AWU political donations under Bill Shorten were ‘unauthorized’: Registered Organizations Commission
The ROC found that the AWU national executive did not approve any of the 20 donations it investigated, including the GetUp donation in 2006 and an additional $163,500 in political donations prior to the 2007 federal election.
“However, due to the AWU’s deficient record keeping practices, the passage of time and its inability to produce relevant documents, the investigation was unable to award any of the specific failings by the National Executive or the AWU to one or more individuals or office holders,” he said in a statement.
AWU ‘admitted’ to breaking the law
According to its statement, the ROC found that the AWU violated the Registered Organizations Act by failing to file the required donation statements on time between 2006 and 2016 or at all.
In some cases, the declarations were not filed until years after the expiry of the legal deadline.
“These offenses were ultimately admitted by the AWU in December 2021,” the report said.
The AWU admitted that it failed to file a statement of donations in 2007, including $42,000 which, according to the union’s internal records, “was never disclosed to its members.”
“This included at least three political donations totaling $33,000,” the ROC said.
The union also did not follow its own rule requiring its national executive to approve donations over $1,000.
“While certain records and relevant National Executive Minutes have been produced and reviewed, the AWU has failed to produce, and has admitted that it cannot, produce evidence of express resolutions of the National Executive authorizing one of the 20 relevant donations,” the ROC1 said.
The Federal Court suspended the ROC’s investigation at the end of 2017 following controversy over raids by Australian Federal Police on the offices of the AWU, which a senior official of the Minister for Industrial Relations of at the time, Michaelia Cash warned the media in advance.
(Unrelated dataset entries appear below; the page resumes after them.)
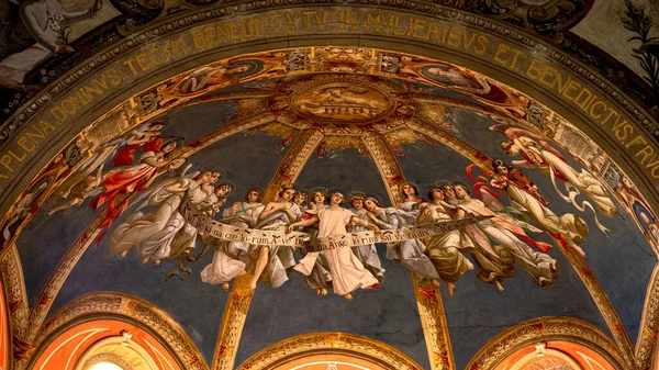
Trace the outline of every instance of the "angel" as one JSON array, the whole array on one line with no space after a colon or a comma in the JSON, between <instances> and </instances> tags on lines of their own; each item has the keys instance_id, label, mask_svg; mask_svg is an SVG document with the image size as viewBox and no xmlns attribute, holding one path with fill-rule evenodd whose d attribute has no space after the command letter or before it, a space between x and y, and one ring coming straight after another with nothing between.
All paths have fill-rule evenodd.
<instances>
[{"instance_id":1,"label":"angel","mask_svg":"<svg viewBox=\"0 0 659 370\"><path fill-rule=\"evenodd\" d=\"M350 212L355 214L355 216L359 217L362 221L369 222L368 211L364 208L364 201L366 200L366 193L360 191L354 191L348 194L348 203L353 205ZM348 224L348 232L350 233L360 233L366 232L368 227L359 225L357 223ZM367 244L353 247L353 253L357 256L357 259L364 265L364 267L369 270L372 276L378 279L378 282L382 282L384 279L384 269L382 268L382 262L380 261L380 257L378 256L378 250L376 249L375 244Z\"/></svg>"},{"instance_id":2,"label":"angel","mask_svg":"<svg viewBox=\"0 0 659 370\"><path fill-rule=\"evenodd\" d=\"M306 202L309 201L309 195L304 191L297 191L293 195L293 203L298 204L302 212L306 211Z\"/></svg>"},{"instance_id":3,"label":"angel","mask_svg":"<svg viewBox=\"0 0 659 370\"><path fill-rule=\"evenodd\" d=\"M416 225L416 215L394 208L383 208L375 198L366 198L364 205L368 217L381 229L396 229ZM387 244L387 258L405 265L417 280L429 280L439 287L437 270L425 254L425 245L417 239Z\"/></svg>"},{"instance_id":4,"label":"angel","mask_svg":"<svg viewBox=\"0 0 659 370\"><path fill-rule=\"evenodd\" d=\"M297 197L300 194L300 197ZM295 198L300 198L300 203L304 204L304 200L306 200L306 194L301 192L295 192L293 195L293 203L299 204L295 201ZM327 208L327 188L316 187L311 189L311 200L304 206L301 206L302 218L309 220L316 215L321 210ZM303 199L303 200L302 200ZM312 238L317 237L319 235L319 223L313 223L305 227L299 227L302 232L309 233ZM308 251L306 248L302 247L301 253L304 257L306 257ZM332 285L332 276L330 274L330 266L327 265L327 260L324 255L320 255L316 258L315 264L311 270L311 273L304 274L304 288L308 290L315 290L317 295L327 295L327 289Z\"/></svg>"},{"instance_id":5,"label":"angel","mask_svg":"<svg viewBox=\"0 0 659 370\"><path fill-rule=\"evenodd\" d=\"M212 194L201 202L203 214L214 216L220 209L226 204L226 198L233 193L234 184L232 182L221 183L213 190Z\"/></svg>"},{"instance_id":6,"label":"angel","mask_svg":"<svg viewBox=\"0 0 659 370\"><path fill-rule=\"evenodd\" d=\"M261 213L255 228L286 232L288 225L302 216L300 208L292 202L295 190L292 184L284 184L278 193L279 200L269 202ZM264 282L278 288L288 281L287 270L295 266L293 253L288 246L250 245L247 271L252 274L249 287L256 289L256 282Z\"/></svg>"},{"instance_id":7,"label":"angel","mask_svg":"<svg viewBox=\"0 0 659 370\"><path fill-rule=\"evenodd\" d=\"M135 203L145 198L147 201L110 235L111 254L125 257L129 249L135 247L142 264L153 259L156 266L170 255L171 242L186 223L178 211L183 197L189 191L194 194L201 183L211 179L210 171L187 176L190 167L186 166L180 175L164 179L150 191L141 194ZM146 205L155 205L156 209L145 215L139 210Z\"/></svg>"},{"instance_id":8,"label":"angel","mask_svg":"<svg viewBox=\"0 0 659 370\"><path fill-rule=\"evenodd\" d=\"M96 144L92 144L92 146L96 146L96 148L93 148L93 152L94 152L93 155L91 157L89 157L82 164L82 166L80 166L80 168L78 168L78 170L76 172L74 172L71 176L69 176L66 180L64 180L64 182L59 187L57 187L57 190L55 191L55 195L57 195L62 199L67 199L67 198L69 198L69 195L74 189L76 189L78 191L78 195L79 195L80 187L83 187L83 188L89 187L91 179L93 177L93 173L98 173L99 168L103 167L105 161L109 158L114 157L120 148L144 145L146 143L146 141L152 139L153 135L156 135L156 133L159 133L160 130L163 128L163 126L164 126L164 123L161 123L161 122L143 124L143 125L139 125L138 127L136 127L135 130L132 130L127 134L124 134L121 137L114 138L110 142L105 143L102 146L97 146ZM167 144L169 144L169 143L170 143L170 141L168 141ZM149 152L150 153L160 152L163 149L163 144L164 143L160 143L160 145L157 148L149 147L152 150L145 150L145 154L149 153ZM127 159L124 159L121 161L122 166L115 166L115 167L118 167L118 170L125 169L126 167L130 167L131 165L133 165L132 155L133 154L131 152L131 160L130 160L131 162L130 164L127 162ZM123 155L123 157L127 157L127 156ZM142 157L141 157L141 159L142 159ZM90 176L91 176L91 178L90 178ZM86 191L90 191L90 190L91 189L88 189ZM71 205L74 205L74 204L71 204Z\"/></svg>"},{"instance_id":9,"label":"angel","mask_svg":"<svg viewBox=\"0 0 659 370\"><path fill-rule=\"evenodd\" d=\"M472 199L469 189L459 183L455 186L458 204L457 217L465 218L470 215L490 215L495 216L494 212L488 209L483 202ZM500 217L484 220L474 225L488 239L496 244L494 250L500 259L513 269L513 264L517 262L526 272L528 272L534 282L539 287L550 287L558 278L558 261L549 255L534 251L528 245L520 240L522 237L526 243L532 244L540 250L547 250L548 245L541 242L535 242L516 225L512 225ZM512 276L512 273L511 273ZM503 292L500 280L493 281L496 290Z\"/></svg>"},{"instance_id":10,"label":"angel","mask_svg":"<svg viewBox=\"0 0 659 370\"><path fill-rule=\"evenodd\" d=\"M224 210L223 224L253 228L256 226L258 216L264 210L261 203L264 191L254 188L247 191L242 202L235 202L231 208ZM244 242L214 240L213 261L201 271L201 281L209 284L222 284L222 289L228 290L228 281L245 273L245 264L241 260L249 250L249 244Z\"/></svg>"},{"instance_id":11,"label":"angel","mask_svg":"<svg viewBox=\"0 0 659 370\"><path fill-rule=\"evenodd\" d=\"M19 204L16 204L15 209L11 213L11 218L9 218L9 221L2 225L2 237L4 238L3 243L7 243L14 234L18 234L18 231L12 229L14 224L19 224L18 227L21 228L21 223L31 214L36 212L37 202L52 183L53 180L51 178L46 178L45 180L42 180L41 183L32 187L25 197L21 199Z\"/></svg>"},{"instance_id":12,"label":"angel","mask_svg":"<svg viewBox=\"0 0 659 370\"><path fill-rule=\"evenodd\" d=\"M205 176L206 171L203 171L202 175ZM201 213L214 216L217 212L220 212L220 208L226 203L226 197L231 194L233 191L232 183L224 183L212 190L212 193L209 195L205 189L211 188L210 184L216 181L217 171L210 171L210 178L198 181L199 187L194 189L190 189L188 191L188 200L190 203L200 208ZM194 180L198 180L197 178ZM204 206L203 204L210 205ZM186 222L183 226L176 233L174 239L171 240L169 256L167 259L175 259L180 255L188 255L192 250L194 250L194 245L197 243L198 231L194 226Z\"/></svg>"},{"instance_id":13,"label":"angel","mask_svg":"<svg viewBox=\"0 0 659 370\"><path fill-rule=\"evenodd\" d=\"M163 147L164 139L158 137L165 122L158 121L148 124L146 128L134 131L130 143L114 156L114 167L131 166L135 160L134 152L142 148L144 152L158 152Z\"/></svg>"},{"instance_id":14,"label":"angel","mask_svg":"<svg viewBox=\"0 0 659 370\"><path fill-rule=\"evenodd\" d=\"M438 186L428 191L429 202L421 204L416 218L420 225L453 221L450 205L447 204L444 191ZM426 255L435 266L437 273L446 283L448 296L453 299L456 282L467 271L473 270L473 264L465 257L465 253L473 251L473 243L462 231L451 231L432 236L426 245Z\"/></svg>"},{"instance_id":15,"label":"angel","mask_svg":"<svg viewBox=\"0 0 659 370\"><path fill-rule=\"evenodd\" d=\"M453 220L463 217L465 214L458 215L460 200L456 195L455 187L450 183L446 183L439 186L439 188L444 194L444 200L439 201L444 211L446 211ZM469 251L469 254L471 254L476 266L478 266L476 277L485 283L494 284L499 292L503 292L503 280L512 278L515 273L515 270L512 268L514 261L510 258L501 258L492 248L488 237L476 225L465 227L463 232L465 237L473 245L473 249Z\"/></svg>"},{"instance_id":16,"label":"angel","mask_svg":"<svg viewBox=\"0 0 659 370\"><path fill-rule=\"evenodd\" d=\"M306 204L306 212L310 214L316 214L322 209L326 208L327 204L327 188L317 187L311 189L311 200Z\"/></svg>"},{"instance_id":17,"label":"angel","mask_svg":"<svg viewBox=\"0 0 659 370\"><path fill-rule=\"evenodd\" d=\"M537 169L549 176L554 189L566 202L574 205L580 212L585 211L585 208L591 209L595 216L597 227L602 232L608 231L597 220L597 215L590 202L583 201L580 204L574 199L582 192L595 203L600 213L606 217L613 217L618 213L617 208L613 202L613 198L608 194L600 180L584 169L581 169L581 172L578 172L568 165L566 158L541 135L535 134L528 130L503 124L491 126L490 130L500 132L510 138L507 142L501 144L501 147L506 154L511 156L521 155L524 158L522 160L513 160L513 165ZM556 179L566 182L566 190L568 191L567 195L558 189Z\"/></svg>"},{"instance_id":18,"label":"angel","mask_svg":"<svg viewBox=\"0 0 659 370\"><path fill-rule=\"evenodd\" d=\"M287 232L290 233L294 227L309 226L315 222L319 223L319 237L347 234L346 225L348 223L356 223L364 227L375 229L376 233L379 232L377 226L370 224L368 221L359 218L353 212L342 208L340 205L343 202L344 195L337 191L333 192L330 197L328 206L320 210L319 213L311 218L289 225ZM379 281L364 267L351 249L334 248L324 250L322 254L325 256L327 266L330 267L332 289L336 294L345 296L346 300L351 301L351 292L359 288L368 289L379 284ZM309 276L320 255L321 253L319 251L306 254L294 269Z\"/></svg>"},{"instance_id":19,"label":"angel","mask_svg":"<svg viewBox=\"0 0 659 370\"><path fill-rule=\"evenodd\" d=\"M399 208L405 212L418 214L421 204L425 202L425 199L418 198L421 195L418 187L409 182L404 183L401 195L403 197L403 202Z\"/></svg>"},{"instance_id":20,"label":"angel","mask_svg":"<svg viewBox=\"0 0 659 370\"><path fill-rule=\"evenodd\" d=\"M178 138L166 141L159 152L146 152L139 156L138 164L111 169L101 181L103 191L90 203L94 210L122 193L142 191L153 182L158 169L181 166L185 158L170 159L169 153L178 147Z\"/></svg>"},{"instance_id":21,"label":"angel","mask_svg":"<svg viewBox=\"0 0 659 370\"><path fill-rule=\"evenodd\" d=\"M579 246L589 233L588 225L583 220L571 213L557 216L547 208L549 202L539 194L535 183L521 170L510 168L500 159L493 160L492 167L494 175L492 175L490 184L495 189L505 190L513 208L532 218L551 237L559 240L563 247L572 248L581 257L585 257L585 253ZM494 199L492 201L496 202ZM499 206L496 208L499 209ZM501 205L501 208L503 206Z\"/></svg>"}]
</instances>

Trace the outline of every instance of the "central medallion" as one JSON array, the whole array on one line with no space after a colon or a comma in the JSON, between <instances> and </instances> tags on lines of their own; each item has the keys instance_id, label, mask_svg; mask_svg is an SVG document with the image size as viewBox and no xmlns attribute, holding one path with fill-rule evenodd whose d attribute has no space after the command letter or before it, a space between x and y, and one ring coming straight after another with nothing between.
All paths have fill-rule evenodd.
<instances>
[{"instance_id":1,"label":"central medallion","mask_svg":"<svg viewBox=\"0 0 659 370\"><path fill-rule=\"evenodd\" d=\"M293 86L288 106L319 123L367 124L390 115L396 108L388 83L361 76L317 75Z\"/></svg>"}]
</instances>

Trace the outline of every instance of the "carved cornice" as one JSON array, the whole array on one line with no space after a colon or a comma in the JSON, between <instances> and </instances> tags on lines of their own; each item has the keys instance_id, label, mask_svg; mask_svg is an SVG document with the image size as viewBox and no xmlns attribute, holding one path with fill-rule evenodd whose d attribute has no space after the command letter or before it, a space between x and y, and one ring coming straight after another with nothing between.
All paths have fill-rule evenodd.
<instances>
[{"instance_id":1,"label":"carved cornice","mask_svg":"<svg viewBox=\"0 0 659 370\"><path fill-rule=\"evenodd\" d=\"M615 369L630 370L615 344L594 325L572 317L539 317L515 325L501 333L469 361L467 370L493 370L522 347L544 340L580 344L606 359Z\"/></svg>"},{"instance_id":2,"label":"carved cornice","mask_svg":"<svg viewBox=\"0 0 659 370\"><path fill-rule=\"evenodd\" d=\"M149 333L155 333L185 369L209 369L190 337L167 313L145 300L116 292L91 293L59 310L38 330L35 347L45 348L54 335L77 319L103 314L127 317Z\"/></svg>"},{"instance_id":3,"label":"carved cornice","mask_svg":"<svg viewBox=\"0 0 659 370\"><path fill-rule=\"evenodd\" d=\"M124 38L114 44L114 47L108 47L103 52L98 53L93 57L86 60L85 64L79 65L77 68L63 76L57 82L48 86L42 90L40 94L34 97L31 101L25 103L21 110L15 112L10 120L7 121L0 133L0 145L4 145L7 139L21 127L25 122L30 120L37 111L43 109L49 101L56 97L62 96L67 91L67 87L76 83L82 78L87 78L100 68L109 65L112 60L115 60L126 53L148 45L157 38L171 33L176 33L179 30L190 27L192 25L202 24L208 21L246 15L252 12L267 10L267 9L281 9L292 5L313 5L314 1L308 0L289 0L280 2L278 0L265 0L265 1L252 1L242 2L239 4L223 4L214 5L213 8L205 8L203 11L185 11L172 15L157 25L153 25L149 29L134 33L131 38ZM634 116L639 123L651 133L655 128L656 123L650 119L647 112L641 112L636 103L632 102L624 93L621 93L616 88L611 86L605 78L593 72L590 68L584 67L580 61L572 59L566 53L552 48L550 44L544 44L537 38L525 34L516 29L492 21L490 19L483 19L479 15L458 11L443 5L431 4L424 1L394 1L394 0L326 0L319 1L319 4L337 4L345 7L347 4L353 5L377 5L381 8L393 8L396 10L407 10L412 12L423 13L425 15L434 15L438 19L448 20L456 24L465 24L474 30L482 30L487 33L494 33L498 36L509 40L513 43L521 43L532 48L538 49L540 54L544 54L548 59L563 65L566 68L571 69L577 75L582 76L584 79L596 85L602 92L608 96L611 99L617 101L626 111Z\"/></svg>"},{"instance_id":4,"label":"carved cornice","mask_svg":"<svg viewBox=\"0 0 659 370\"><path fill-rule=\"evenodd\" d=\"M395 348L347 333L312 333L279 341L248 358L237 370L268 370L306 354L347 354L366 357L387 369L421 370L422 367Z\"/></svg>"}]
</instances>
However, the ROC later won its appeal of that decision and relaunched the investigation in January 2021.
The AWU argued that the ROC should not take legal action for its violations because it had improved compliance since 2014.
The ROC agreed, concluding that there was “insufficient documentary evidence” of specific misconduct and given “the duration and age of the offenses and the state of the available evidence” it was not within the public interest to take further regulatory action.
Notably, he noted that “had the AWU cooperated in August 2017 in the manner sought by the ROC, and the National Secretary had agreed, it is likely that the entire matter could have been resolved within approximately two to four weeks with a similar result. ”.
The “Never Secret” Donations: AWU
Mr Shorten, a former Labor leader who entered parliament in the 2007 election, said that ‘after a five-year political witch hunt that cost taxpayers millions, this government used the cover of the history of the Russian invasion of Ukraine”. to drop everything quietly because of ‘lack of sufficient evidence’”.
“That says it all,” he said. “A job of ideological defamation by a pack of gutless cowards.”
AWU National Secretary Dan Walton welcomed the decision and said donations to the inquiry center were “never remotely secret, let alone hidden.”
“Yes, the AWU has donated money to the ALP campaign,” Mr. Walton said. “Yes, the AWU has donated money to GetUp. These donations have been openly discussed, reported, and even promoted in our magazine.
“Yet the coalition government’s ROC has spent thousands of hours, millions of taxpayer dollars and the resources of the Australian Federal Police trying to get mud to stick with the AWU and its former secretary National Bill Shorten – who happened to be the Leader of the Opposition at the time.All around a paperwork issue.
Mr Walton argued that the ROC had “effectively admitted that the whole thing was a huge waste of time” and demanded an apology from Senator Cash.
“The AFP raids on our offices in 2017 were one of the most shocking abuses of power by an Australian government in modern history,” he said.
Senator Cash said the ROC found the AWU broke the law on 20 occasions by “both making unauthorized donations and failing to disclose them to its members or appropriate authorities.”
She said the ROC was “independent of government” and that the Coalition had created it to “ensure that funds raised by employee and employer organizations from members are used in the best interests of their members”.